I don’t have the book in front of me, and if I did, I probably couldn’t find the quote. But about 25 years ago I read something by St. Francis de Sales in which he warned against judging others. He said something like this: we cannot say for certain that anyone is a thief, liar, or adulterer just because they’ve stolen, lied, or committed adultery in the past. Why? Because we are unable to look into their hearts at this moment and see what’s going on. Only God can. When we judge, however, we presume to have this God-like ability.
We must always, de Sales says, give our fellow sinners the benefit of the doubt that they’ve changed.
Although I wouldn’t necessarily apply this principle to the criminal justice system or our national defense policy, I think it’s a good principle for our personal lives. Indeed, I think it gets to the heart of Jesus’ words against judging.
With this in mind, you can imagine what I think of this week’s popular blog post by Rachel Held Evans entitled “Inside Mark Driscoll’s disturbed mind.”

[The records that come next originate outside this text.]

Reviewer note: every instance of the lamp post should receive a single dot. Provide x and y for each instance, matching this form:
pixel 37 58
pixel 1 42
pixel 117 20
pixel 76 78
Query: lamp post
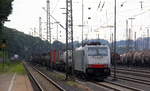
pixel 3 46
pixel 114 58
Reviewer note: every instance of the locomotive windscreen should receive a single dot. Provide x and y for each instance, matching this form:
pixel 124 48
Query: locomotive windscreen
pixel 97 51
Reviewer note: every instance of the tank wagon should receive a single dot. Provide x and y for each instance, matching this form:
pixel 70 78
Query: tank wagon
pixel 92 60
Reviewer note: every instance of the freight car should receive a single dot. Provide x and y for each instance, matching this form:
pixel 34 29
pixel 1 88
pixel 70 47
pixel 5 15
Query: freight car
pixel 136 58
pixel 92 60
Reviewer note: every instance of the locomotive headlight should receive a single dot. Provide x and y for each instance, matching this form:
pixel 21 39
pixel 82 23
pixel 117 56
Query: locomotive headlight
pixel 89 71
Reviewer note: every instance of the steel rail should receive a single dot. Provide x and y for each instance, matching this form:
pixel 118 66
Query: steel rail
pixel 33 78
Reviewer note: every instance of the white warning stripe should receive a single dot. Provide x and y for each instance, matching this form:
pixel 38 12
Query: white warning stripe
pixel 12 82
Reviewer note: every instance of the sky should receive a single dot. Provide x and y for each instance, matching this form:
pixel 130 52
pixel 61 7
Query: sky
pixel 26 13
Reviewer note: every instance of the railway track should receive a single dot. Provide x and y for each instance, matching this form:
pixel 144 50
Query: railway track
pixel 134 70
pixel 134 73
pixel 116 87
pixel 132 79
pixel 43 83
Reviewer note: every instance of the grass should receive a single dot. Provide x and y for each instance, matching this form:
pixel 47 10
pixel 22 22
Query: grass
pixel 1 54
pixel 12 67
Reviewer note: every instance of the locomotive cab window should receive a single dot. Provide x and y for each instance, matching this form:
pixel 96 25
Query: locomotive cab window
pixel 97 51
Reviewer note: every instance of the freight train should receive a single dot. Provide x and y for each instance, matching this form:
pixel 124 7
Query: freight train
pixel 92 60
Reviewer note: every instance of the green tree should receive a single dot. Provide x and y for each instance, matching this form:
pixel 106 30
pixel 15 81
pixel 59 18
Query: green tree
pixel 5 10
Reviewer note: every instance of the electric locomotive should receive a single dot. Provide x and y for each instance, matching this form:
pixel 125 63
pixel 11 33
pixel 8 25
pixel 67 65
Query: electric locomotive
pixel 92 60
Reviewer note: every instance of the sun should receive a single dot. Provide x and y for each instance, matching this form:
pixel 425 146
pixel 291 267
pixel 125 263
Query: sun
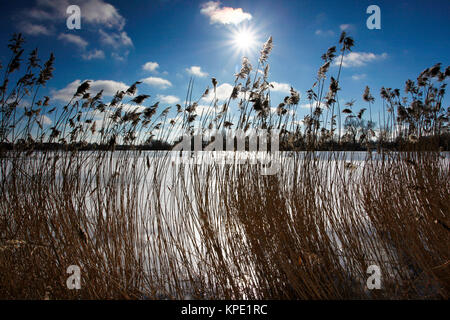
pixel 244 40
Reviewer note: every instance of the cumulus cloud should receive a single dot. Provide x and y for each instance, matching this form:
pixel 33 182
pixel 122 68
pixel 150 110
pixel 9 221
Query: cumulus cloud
pixel 33 29
pixel 281 87
pixel 95 12
pixel 223 92
pixel 320 32
pixel 223 15
pixel 95 54
pixel 115 40
pixel 196 71
pixel 359 59
pixel 150 66
pixel 73 39
pixel 167 99
pixel 157 82
pixel 109 87
pixel 359 76
pixel 47 15
pixel 345 27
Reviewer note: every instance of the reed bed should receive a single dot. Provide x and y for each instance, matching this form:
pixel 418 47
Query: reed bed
pixel 142 225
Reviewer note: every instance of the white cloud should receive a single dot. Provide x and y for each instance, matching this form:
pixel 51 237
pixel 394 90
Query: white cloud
pixel 120 57
pixel 345 26
pixel 99 12
pixel 223 15
pixel 359 76
pixel 157 82
pixel 74 39
pixel 115 40
pixel 150 66
pixel 196 71
pixel 167 99
pixel 95 54
pixel 359 59
pixel 34 29
pixel 281 87
pixel 223 92
pixel 109 87
pixel 320 32
pixel 93 12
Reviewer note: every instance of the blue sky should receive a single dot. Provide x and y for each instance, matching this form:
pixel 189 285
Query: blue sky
pixel 176 39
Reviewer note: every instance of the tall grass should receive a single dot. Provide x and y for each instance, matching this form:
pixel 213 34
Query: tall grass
pixel 141 226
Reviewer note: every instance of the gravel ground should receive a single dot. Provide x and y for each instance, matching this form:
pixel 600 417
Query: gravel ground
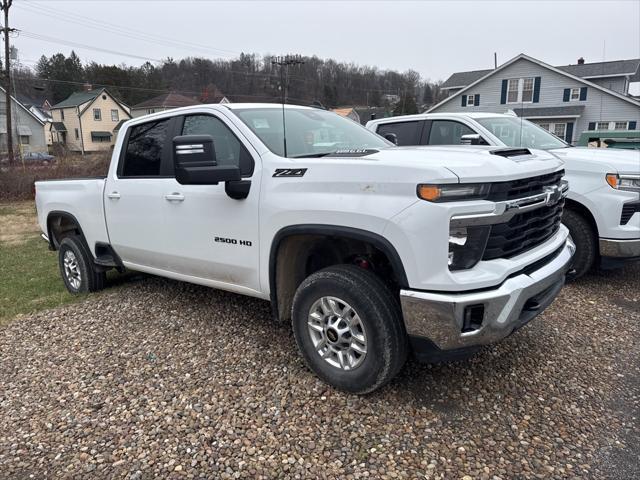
pixel 159 378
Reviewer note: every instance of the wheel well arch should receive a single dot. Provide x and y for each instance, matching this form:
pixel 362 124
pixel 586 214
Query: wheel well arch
pixel 582 210
pixel 62 224
pixel 299 243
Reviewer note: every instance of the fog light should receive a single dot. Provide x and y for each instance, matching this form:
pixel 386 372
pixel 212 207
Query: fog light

How does Held Evans know not simply that Driscoll can be a boorish jerk at times, or that he believes things with which she strenuously disagrees—but that he has an “ugly heart,” that he has a “disturbed” and “troubled mind,” and that he “needs counseling”? Because of some recently unearthed comments that he posted pseudonymously to his church website 14 years ago.
Fourteen years ago.
By all means, at 31, he was old enough to know better, to be smarter—heck, to be a better human being! But is it fair to judge the man today based on what he said or did 14 years ago? Suppose that 14 years ago (or five years ago, or last year, or last month) someone secretly filmed or taped you at your worst. How would you look? What conclusions would people reach about you as a person right now? And would those conclusions be fair?
Driscoll has recently apologized for some of the very things that Held Evans doesn’t like about him. Is it impossible to believe that the Holy Spirit can actually change someone’s heart?

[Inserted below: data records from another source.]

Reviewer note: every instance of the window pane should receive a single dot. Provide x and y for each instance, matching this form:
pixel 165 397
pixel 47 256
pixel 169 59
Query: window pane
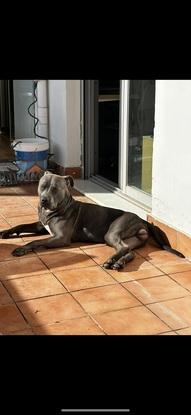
pixel 141 130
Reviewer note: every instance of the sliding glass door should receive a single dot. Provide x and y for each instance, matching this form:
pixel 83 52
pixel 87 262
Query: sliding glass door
pixel 119 129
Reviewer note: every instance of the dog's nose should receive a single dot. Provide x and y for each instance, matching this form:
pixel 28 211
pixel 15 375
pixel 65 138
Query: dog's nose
pixel 43 201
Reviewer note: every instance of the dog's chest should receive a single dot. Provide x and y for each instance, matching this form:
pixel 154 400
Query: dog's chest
pixel 43 221
pixel 47 227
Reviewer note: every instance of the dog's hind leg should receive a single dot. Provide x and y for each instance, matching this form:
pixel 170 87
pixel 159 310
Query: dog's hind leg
pixel 36 228
pixel 124 248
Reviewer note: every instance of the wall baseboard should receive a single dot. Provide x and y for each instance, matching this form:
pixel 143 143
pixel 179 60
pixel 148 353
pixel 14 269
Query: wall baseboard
pixel 75 172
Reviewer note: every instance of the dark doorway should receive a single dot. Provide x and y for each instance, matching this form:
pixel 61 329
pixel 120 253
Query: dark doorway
pixel 107 137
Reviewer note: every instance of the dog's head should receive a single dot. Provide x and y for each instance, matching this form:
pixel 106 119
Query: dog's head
pixel 54 190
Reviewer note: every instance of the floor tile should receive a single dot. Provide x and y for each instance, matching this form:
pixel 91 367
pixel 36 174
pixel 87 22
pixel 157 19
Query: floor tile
pixel 163 257
pixel 4 296
pixel 100 254
pixel 7 246
pixel 102 299
pixel 153 290
pixel 176 313
pixel 11 319
pixel 27 332
pixel 77 326
pixel 17 210
pixel 132 321
pixel 78 279
pixel 49 310
pixel 135 270
pixel 19 220
pixel 183 278
pixel 176 267
pixel 185 332
pixel 184 244
pixel 66 260
pixel 172 234
pixel 34 287
pixel 21 267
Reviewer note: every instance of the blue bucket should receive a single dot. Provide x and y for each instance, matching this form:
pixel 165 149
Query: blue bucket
pixel 31 156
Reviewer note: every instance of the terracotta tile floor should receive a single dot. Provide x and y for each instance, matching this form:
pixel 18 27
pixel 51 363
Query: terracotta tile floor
pixel 66 291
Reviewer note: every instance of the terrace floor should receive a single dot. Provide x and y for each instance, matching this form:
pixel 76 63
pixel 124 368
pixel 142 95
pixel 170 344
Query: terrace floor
pixel 66 291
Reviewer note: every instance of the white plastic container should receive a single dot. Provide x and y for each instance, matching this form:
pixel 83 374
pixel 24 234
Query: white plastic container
pixel 31 155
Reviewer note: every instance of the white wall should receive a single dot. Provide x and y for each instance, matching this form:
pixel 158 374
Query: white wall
pixel 64 121
pixel 172 154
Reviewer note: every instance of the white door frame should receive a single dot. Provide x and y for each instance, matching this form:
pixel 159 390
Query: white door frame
pixel 132 192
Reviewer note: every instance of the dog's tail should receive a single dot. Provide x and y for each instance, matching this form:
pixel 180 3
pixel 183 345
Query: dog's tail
pixel 160 237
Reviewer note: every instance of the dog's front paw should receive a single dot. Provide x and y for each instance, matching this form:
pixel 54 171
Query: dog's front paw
pixel 5 234
pixel 20 251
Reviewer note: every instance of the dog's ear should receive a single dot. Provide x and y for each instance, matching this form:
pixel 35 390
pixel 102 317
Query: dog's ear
pixel 69 181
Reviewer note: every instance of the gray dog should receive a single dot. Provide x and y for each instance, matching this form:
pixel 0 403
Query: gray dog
pixel 68 220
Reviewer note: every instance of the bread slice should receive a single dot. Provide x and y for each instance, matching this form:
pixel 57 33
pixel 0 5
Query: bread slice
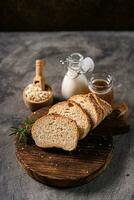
pixel 55 131
pixel 91 104
pixel 75 112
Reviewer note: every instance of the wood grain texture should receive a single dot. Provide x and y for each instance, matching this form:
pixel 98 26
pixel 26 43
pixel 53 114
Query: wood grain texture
pixel 112 52
pixel 59 168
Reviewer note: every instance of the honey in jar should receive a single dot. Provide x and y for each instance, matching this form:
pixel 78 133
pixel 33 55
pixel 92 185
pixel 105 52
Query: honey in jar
pixel 102 85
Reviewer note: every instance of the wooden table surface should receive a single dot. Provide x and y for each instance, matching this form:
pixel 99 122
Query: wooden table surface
pixel 112 52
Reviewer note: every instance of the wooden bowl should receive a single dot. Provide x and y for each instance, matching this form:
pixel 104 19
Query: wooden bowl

It’s hard to miss the irony when this same Rachel Held Evans complained in a post just two days earlier about her own critics, asking, “What do you do when religious people respond to your questions by calling you names? By mocking you? By casting you out?”
Held Evans doesn’t get many dissenters in the comments section of any of her posts, but she got at least one very smart one—a theologian and apologist from New Zealand whom I read named Glenn Peoples. He wrote:
I say this with not the least bit of hope that it will do any good, and I’d like to be wrong.
You say that there’s no excuse to be had because of “youth,” because he wasn’t even a youth. Fair enough. And yet, the very reason this needs to be pointed out is because you are aware that this was some time ago now, and you know that Mark – even though you evidently do not like him or what he says – no longer says things. He has “grown up,” even if you think he should have known better even then.
You say “I’m as sick as everyone else of talking about this guy.” But the truth is that you’ve spent many words criticising him. However, until now you’ve been criticising him for the person he is – or at very least the person you take him to be – now. Why then do you need, now, to give coverage to this gold nugget, this scoop that someone has uncovered, this smoking gun of how much worse Mark was years ago? Is it because you think he has regressed to that old self?
How is this not just a Christianised version of the British tabloid? yes, Mark has been a jerk and confirmed some male stereotypes in the process. There’s a certain stereotype about girls and gossip too.
Ponder the reactions you are now getting. One woman has said, in effect, that she has been concerned about mark for some time, but now she has seen THIS! As though this represents how bad he has gotten. But it doesn’t, does it?
I’ve criticised Mark in the past and have no problem with those who do. But this? This does not help your own reputation any more than it helps Mark’s.
Keep it juicy, RHE. Apparently it’s the thing now.